There are a lot of misconceptions about what someone who has lost their property to foreclosure goes through. In the public’s eye, these people have been kicked out on the street with nothing and completely ruined by debt. This simply isn’t true. The actual process is very similar to bankruptcy auctions, though there are some crucial differences to make sure you understand.
A homeowner can either choose to sell their house in a foreclosure auction or submit themselves to bankruptcy. In the case of a foreclosure, they will lose their property and potentially owe taxes on any outstanding balances. They usually have between 6 months and 2 years from the date the original property lien was established to pay it off. If they cannot pay the full amount, they will lose the title to the property and it will go up for auction.

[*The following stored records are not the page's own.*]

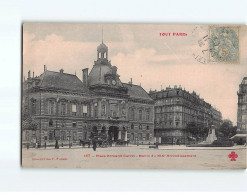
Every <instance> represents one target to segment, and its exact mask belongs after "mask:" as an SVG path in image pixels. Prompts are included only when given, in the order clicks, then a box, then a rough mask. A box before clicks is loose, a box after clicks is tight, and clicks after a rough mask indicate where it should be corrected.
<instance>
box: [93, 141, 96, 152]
mask: <svg viewBox="0 0 247 195" xmlns="http://www.w3.org/2000/svg"><path fill="white" fill-rule="evenodd" d="M96 148H97V141H96V138H93V150H94V151H96Z"/></svg>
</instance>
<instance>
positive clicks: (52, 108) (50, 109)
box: [48, 100, 55, 115]
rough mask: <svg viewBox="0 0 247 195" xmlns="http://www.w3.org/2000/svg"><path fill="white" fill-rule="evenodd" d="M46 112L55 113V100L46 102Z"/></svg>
mask: <svg viewBox="0 0 247 195" xmlns="http://www.w3.org/2000/svg"><path fill="white" fill-rule="evenodd" d="M48 113H49V114H50V115H55V102H54V101H52V100H50V101H49V103H48Z"/></svg>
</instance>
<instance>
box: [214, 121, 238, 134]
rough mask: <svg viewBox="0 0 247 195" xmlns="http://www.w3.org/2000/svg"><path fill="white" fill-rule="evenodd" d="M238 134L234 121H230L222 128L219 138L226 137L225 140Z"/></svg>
mask: <svg viewBox="0 0 247 195" xmlns="http://www.w3.org/2000/svg"><path fill="white" fill-rule="evenodd" d="M236 132H237V126H233V124H232V121H230V120H228V119H227V120H224V121H223V123H222V125H221V126H220V128H219V130H218V132H217V136H219V137H224V138H230V137H232V136H233V135H235V134H236Z"/></svg>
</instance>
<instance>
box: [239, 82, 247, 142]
mask: <svg viewBox="0 0 247 195" xmlns="http://www.w3.org/2000/svg"><path fill="white" fill-rule="evenodd" d="M237 95H238V115H237V127H238V130H237V131H238V132H237V133H238V134H247V77H244V78H243V80H242V82H241V84H240V85H239V91H238V93H237ZM245 139H246V137H245Z"/></svg>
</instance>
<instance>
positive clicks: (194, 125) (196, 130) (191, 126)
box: [185, 122, 199, 138]
mask: <svg viewBox="0 0 247 195" xmlns="http://www.w3.org/2000/svg"><path fill="white" fill-rule="evenodd" d="M185 131H186V132H188V133H191V135H192V136H193V137H194V138H198V134H199V133H198V131H199V127H198V125H197V124H196V123H195V122H191V123H188V124H187V126H186V129H185Z"/></svg>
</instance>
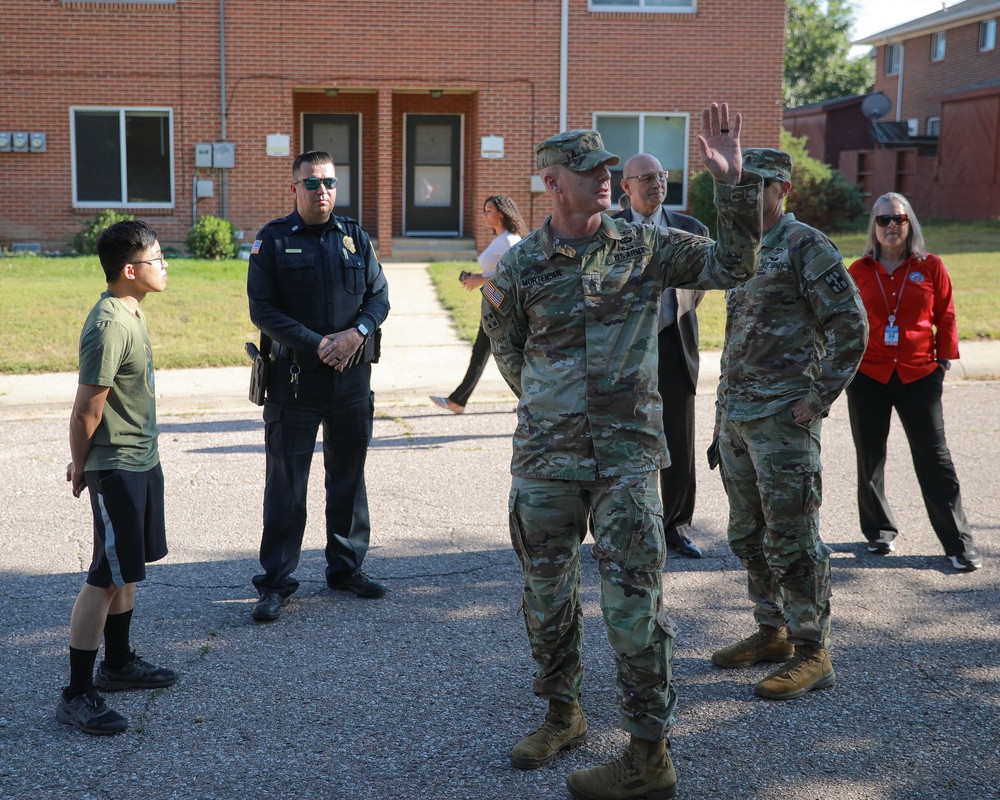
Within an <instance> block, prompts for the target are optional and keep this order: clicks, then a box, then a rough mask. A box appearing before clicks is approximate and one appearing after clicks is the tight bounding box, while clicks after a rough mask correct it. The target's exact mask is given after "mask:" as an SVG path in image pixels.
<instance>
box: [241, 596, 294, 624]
mask: <svg viewBox="0 0 1000 800" xmlns="http://www.w3.org/2000/svg"><path fill="white" fill-rule="evenodd" d="M289 599H290V598H288V597H282V596H281V595H280V594H278V593H277V592H264V594H262V595H261V596H260V600H258V601H257V603H256V605H254V607H253V611H251V612H250V616H251V617H253V618H254V619H255V620H256V621H257V622H274V620H276V619H277V618H278V617H280V616H281V609H282V608H284V607H285V606H287V605H288V601H289Z"/></svg>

Bankruptcy is a lot like this except there are no hard deadlines. They can file any time before their assets are repossessed or sold by another party, though typically there is some overlap here. The big difference between these two processes is the assets. In a foreclosure, you are only bidding on the property itself. This can be any number of things but in most cases is your house or condo, though it could also be storage units, boats, vehicles, or anything else that you own.
The biggest difference is that during a foreclosure auction, the investors are legally entitled to bid on the property. This means that, unlike bankruptcy auctions, foreclosure auctions are not governed by state laws like the Federal Trade Commission’s (FTC) “Cooling-Off Rule.” In a foreclosure auction, it is legal for bidders to communicate with each other and even work together to drive up the prices of certain lots. In a bankruptcy auction, this would be considered collusion and is not allowed.
The FTC’s “Cooling-Off Rule” requires that all bidders in foreclosure auctions must wait at least 3 days before bidding again on the same property during the sale. This rule was implemented to prevent investors from artificially driving up prices with quick bids after the house was foreclosed.
It is at these auctions that homeowners can sell their property to avoid foreclosure. However, this doesn’t mean that every home auction automatically qualifies as a foreclosure auction – there are many other factors involved before it can be declared one.
Despite its similarities with foreclosure auctions, bankruptcy auctions are different. This is because they are used to sell off assets in bankruptcy cases – deeds of trust are not considered assets most times, but the property they secure most certainly is.
Interest rates also play a vital role in determining whether or not an auction is indeed a foreclosure auction. If the interest rate does not equal or exceed 5 percent for 30 of the most recent 60 months, it cannot be considered a foreclosure auction.